Not that Lily would be like poor, dear Beth and need careful handling once she heard the news. Lily was quite unshockable, for all that she looked like a delicate little old lady in the flesh. While Lily had once been tall, age had withered her until she had the look of a bird about her: still with those fiercely intelligent cornflower-blue eyes that missed nothing, but as fragile as a bird nonetheless. Yet there was nothing fragile about her mind or her opinions.
So it wasn’t the thought of shocking Lily that made Anneliese not want to tell her – it was the pity she’d seen on Lily’s face. Anneliese hated being pitied most of all.
She finished her drink and began to write.

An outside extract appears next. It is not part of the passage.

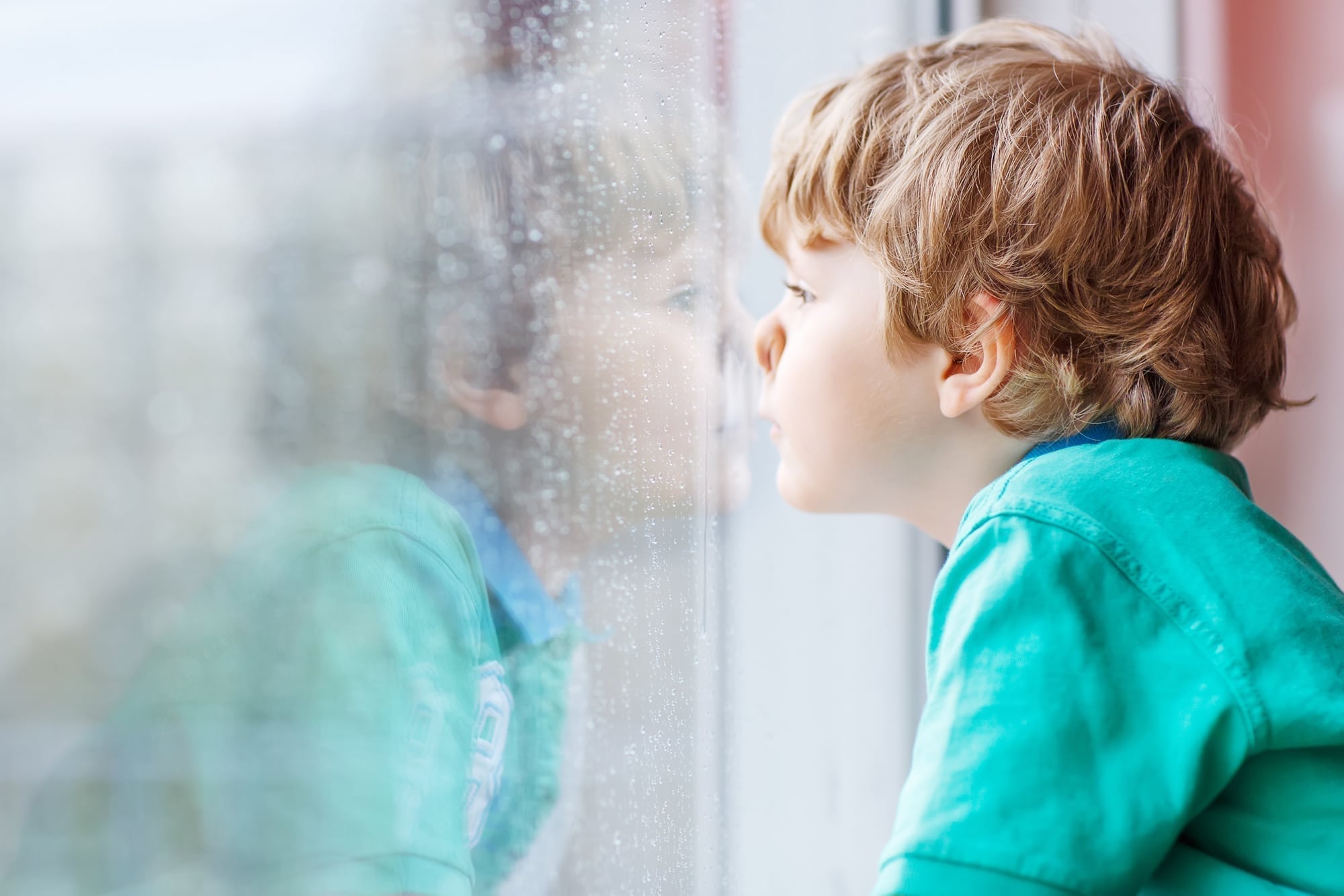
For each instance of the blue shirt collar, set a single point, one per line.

Perhaps her fellow knitters had the wisdom she needed.
Sorry to bother you all with this but I’ve got no one to talk to and I’ve got to talk. You see, my husband left me today. I won’t bore you with the minute details but basically I came home to find him and my best friend talking and I knew. They were having an affair. He left with her. I don’t know what to do or think. I haven’t told anybody yet – we have a daughter but she’s very emotional. You could say she doesn’t do reality very well.
The hardest thing is the sense that I didn’t know him at all – or her, for that matter. It’s like a death. I think I’m going through grief. I feel like people must feel when they discover someone they loved is secretly a rapist or a murderer. I’m so astonished that I didn’t know and then, I wonder if everything was a lie? It must be. And I never noticed.
How could that be? How many other things did he lie about? Loving me? That I was the only woman he wanted to make love to? Wanting to be with me? Right now, it all could be a lie because he managed to keep one huge lie, so how can I be sure that all the other things aren’t lies too?
I can see a photo of us on the wall from here and I’m looking at it trying to catch a glimpse of this different person who must have been there all along, except that I didn’t notice him. This picture of us – me and him and our daughter, when she was about ten – is a holiday shot when we were on a picnic and it looks different now. We had that old station wagon and that really ugly tartan rug is spread beside it, and I’m smiling and so is he, and Beth’s dancing – she was so into ballet then – once, I’d have sworn tears of blood that I knew what was in his head at that moment: that he was happy with us. And now – well, I don’t know.
So what he’s done now has made me question every single thing in our whole shared lives. My memories are gone because they might be fake and they might not.
It’s like being shown a picture of a vase in silhouette and then someone points out that it could also represent two faces in profile, and once you’ve seen the new picture, it’s impossible to look at it and just see the vase.